I was at an event recently where the participants were asked to develop strategies for handling a large problem.  When the various groups reported on their efforts, there was not a strategy provided.  All tactics.  What’s the difference?

Strategy, a word of military origin, refers to a plan of action designed to achieve a particular goal. In military usage strategy is distinct from tactics, which are concerned with the conduct of an engagement, while strategy is concerned with how different engagements are linked. How a battle is fought is a matter of tactics: the terms and conditions that it is fought on and whether it should be fought at all is a matter of strategy, which is part of the four levels of warfare: political goals or grand strategy, strategy, operations, and tactics. Building on the work of many thinkers on the subject, one can define strategy as “a comprehensive way to try to pursue political ends, including the threat or actual use of force, in a dialectic of wills – there have to be at least two sides to a conflict. These sides interact, and thus a Strategy will thus rarely be successful if it shows no adaptability.” (from Wikipedia)

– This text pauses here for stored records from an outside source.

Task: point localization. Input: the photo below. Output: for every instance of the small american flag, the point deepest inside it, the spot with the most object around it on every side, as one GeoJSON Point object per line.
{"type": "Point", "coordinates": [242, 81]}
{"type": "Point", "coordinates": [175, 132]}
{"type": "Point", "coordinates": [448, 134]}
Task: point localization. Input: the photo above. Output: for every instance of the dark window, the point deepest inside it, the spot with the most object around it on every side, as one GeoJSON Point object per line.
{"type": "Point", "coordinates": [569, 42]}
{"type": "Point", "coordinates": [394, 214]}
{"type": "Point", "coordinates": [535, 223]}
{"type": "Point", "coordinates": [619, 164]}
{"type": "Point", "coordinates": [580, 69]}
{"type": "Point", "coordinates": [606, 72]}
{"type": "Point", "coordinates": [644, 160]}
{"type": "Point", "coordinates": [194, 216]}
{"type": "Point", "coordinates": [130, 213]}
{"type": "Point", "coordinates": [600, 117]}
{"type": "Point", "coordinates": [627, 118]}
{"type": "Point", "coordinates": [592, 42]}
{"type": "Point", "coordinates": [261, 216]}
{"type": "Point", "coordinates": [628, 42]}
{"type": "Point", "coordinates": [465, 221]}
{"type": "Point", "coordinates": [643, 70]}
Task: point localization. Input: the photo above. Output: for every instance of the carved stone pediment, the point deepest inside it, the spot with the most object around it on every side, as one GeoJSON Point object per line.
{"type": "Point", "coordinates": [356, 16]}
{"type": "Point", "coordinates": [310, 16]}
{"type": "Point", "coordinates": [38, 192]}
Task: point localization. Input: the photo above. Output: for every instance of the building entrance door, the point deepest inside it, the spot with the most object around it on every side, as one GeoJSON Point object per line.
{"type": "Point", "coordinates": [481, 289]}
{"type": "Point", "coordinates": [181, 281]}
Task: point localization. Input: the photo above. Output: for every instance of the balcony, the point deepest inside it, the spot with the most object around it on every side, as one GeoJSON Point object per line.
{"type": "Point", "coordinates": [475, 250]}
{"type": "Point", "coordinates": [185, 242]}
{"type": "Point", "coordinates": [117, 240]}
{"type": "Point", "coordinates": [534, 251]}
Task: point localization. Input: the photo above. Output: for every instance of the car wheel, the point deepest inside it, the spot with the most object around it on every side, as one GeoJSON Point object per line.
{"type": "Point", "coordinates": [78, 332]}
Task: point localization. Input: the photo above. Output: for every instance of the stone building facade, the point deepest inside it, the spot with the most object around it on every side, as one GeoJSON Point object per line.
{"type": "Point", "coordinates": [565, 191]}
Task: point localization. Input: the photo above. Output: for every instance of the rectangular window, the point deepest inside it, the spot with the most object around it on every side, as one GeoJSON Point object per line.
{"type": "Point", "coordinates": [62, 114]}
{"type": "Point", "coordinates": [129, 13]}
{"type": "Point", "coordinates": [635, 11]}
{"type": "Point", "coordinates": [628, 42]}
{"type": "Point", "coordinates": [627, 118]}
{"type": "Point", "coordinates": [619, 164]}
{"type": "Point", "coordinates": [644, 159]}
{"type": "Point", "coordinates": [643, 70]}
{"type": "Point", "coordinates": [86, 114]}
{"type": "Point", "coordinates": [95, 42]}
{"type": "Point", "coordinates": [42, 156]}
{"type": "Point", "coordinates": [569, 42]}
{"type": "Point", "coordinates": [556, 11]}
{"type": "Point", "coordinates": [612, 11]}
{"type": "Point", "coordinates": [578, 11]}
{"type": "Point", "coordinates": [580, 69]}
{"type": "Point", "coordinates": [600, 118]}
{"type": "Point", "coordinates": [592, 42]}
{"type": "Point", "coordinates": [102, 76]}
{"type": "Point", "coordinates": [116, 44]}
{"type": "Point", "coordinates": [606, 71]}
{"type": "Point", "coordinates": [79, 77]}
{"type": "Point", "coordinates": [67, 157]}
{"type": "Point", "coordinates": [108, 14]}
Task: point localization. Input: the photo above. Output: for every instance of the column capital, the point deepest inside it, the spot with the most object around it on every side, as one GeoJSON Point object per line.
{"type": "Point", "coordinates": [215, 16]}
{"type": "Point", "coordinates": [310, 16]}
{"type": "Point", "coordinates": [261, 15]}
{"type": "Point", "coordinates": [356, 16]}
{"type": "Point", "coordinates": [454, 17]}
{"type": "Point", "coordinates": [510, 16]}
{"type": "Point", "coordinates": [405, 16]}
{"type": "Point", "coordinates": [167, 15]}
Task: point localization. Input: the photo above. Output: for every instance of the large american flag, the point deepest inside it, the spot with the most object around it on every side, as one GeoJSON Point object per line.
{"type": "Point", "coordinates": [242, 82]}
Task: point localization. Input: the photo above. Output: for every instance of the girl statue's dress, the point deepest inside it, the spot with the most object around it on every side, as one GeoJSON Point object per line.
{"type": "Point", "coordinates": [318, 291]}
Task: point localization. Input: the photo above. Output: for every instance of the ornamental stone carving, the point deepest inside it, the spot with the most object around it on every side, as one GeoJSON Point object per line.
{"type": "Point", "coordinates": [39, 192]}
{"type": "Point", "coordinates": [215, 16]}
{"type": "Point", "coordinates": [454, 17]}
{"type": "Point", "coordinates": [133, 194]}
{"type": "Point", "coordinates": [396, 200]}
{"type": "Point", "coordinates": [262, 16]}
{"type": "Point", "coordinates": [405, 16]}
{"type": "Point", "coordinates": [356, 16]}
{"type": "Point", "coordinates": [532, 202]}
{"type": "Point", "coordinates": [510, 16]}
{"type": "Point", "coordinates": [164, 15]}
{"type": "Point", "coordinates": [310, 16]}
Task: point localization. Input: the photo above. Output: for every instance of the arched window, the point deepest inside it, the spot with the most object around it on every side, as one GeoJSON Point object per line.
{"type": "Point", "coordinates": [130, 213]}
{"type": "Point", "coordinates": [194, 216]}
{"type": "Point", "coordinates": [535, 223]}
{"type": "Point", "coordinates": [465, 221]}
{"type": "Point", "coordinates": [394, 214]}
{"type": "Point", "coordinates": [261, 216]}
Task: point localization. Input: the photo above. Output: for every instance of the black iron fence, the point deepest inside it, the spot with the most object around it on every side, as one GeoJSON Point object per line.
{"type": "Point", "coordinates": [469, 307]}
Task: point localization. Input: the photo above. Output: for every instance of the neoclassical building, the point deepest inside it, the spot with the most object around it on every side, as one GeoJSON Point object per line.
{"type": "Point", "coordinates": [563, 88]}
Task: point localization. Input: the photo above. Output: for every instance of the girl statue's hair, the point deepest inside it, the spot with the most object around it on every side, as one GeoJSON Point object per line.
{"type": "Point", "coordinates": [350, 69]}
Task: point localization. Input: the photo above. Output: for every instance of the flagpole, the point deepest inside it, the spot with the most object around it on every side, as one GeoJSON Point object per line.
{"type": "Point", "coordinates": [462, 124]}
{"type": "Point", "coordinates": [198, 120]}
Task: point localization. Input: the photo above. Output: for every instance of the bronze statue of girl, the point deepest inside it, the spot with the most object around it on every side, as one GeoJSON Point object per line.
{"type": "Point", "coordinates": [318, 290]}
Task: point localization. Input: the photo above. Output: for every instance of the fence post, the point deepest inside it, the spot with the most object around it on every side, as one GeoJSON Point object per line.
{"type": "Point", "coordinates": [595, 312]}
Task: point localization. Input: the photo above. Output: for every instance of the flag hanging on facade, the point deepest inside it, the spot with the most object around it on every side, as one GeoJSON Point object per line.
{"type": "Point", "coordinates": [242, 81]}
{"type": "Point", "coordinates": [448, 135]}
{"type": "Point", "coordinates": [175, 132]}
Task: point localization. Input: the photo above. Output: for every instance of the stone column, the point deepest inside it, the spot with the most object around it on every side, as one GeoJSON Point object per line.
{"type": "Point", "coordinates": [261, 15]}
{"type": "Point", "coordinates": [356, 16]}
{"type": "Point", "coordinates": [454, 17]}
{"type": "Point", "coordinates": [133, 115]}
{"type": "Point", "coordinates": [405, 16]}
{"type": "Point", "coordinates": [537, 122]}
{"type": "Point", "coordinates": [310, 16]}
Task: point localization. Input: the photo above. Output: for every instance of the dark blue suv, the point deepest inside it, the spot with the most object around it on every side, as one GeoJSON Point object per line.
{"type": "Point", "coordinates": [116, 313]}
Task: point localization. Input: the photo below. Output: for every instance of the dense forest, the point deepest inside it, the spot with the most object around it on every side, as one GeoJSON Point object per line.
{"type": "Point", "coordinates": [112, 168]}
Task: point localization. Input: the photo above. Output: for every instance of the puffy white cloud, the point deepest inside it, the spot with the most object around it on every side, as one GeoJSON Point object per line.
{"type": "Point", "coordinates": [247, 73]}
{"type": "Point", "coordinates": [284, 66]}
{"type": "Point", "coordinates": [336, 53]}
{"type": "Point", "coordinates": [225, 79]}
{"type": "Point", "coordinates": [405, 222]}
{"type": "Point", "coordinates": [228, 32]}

I define it more simply–strategy is what you want to do or accomplish, in a broad sense, while tactics are the details of how you execute to achieve the strategy.  The best illustration of the difference I’ve observed is a debriefing provided by General Normal Schwarzkopf following the first Gulf War.

 

 

Notice how General Schwarzkopf discusses things in broad generalities with occasional forays into detail. But he never once talks about what steps a specific force took to accomplish its strategic objectives.
Why is all this important? Business leaders often set strategies. Lawyers need to be able to do the same.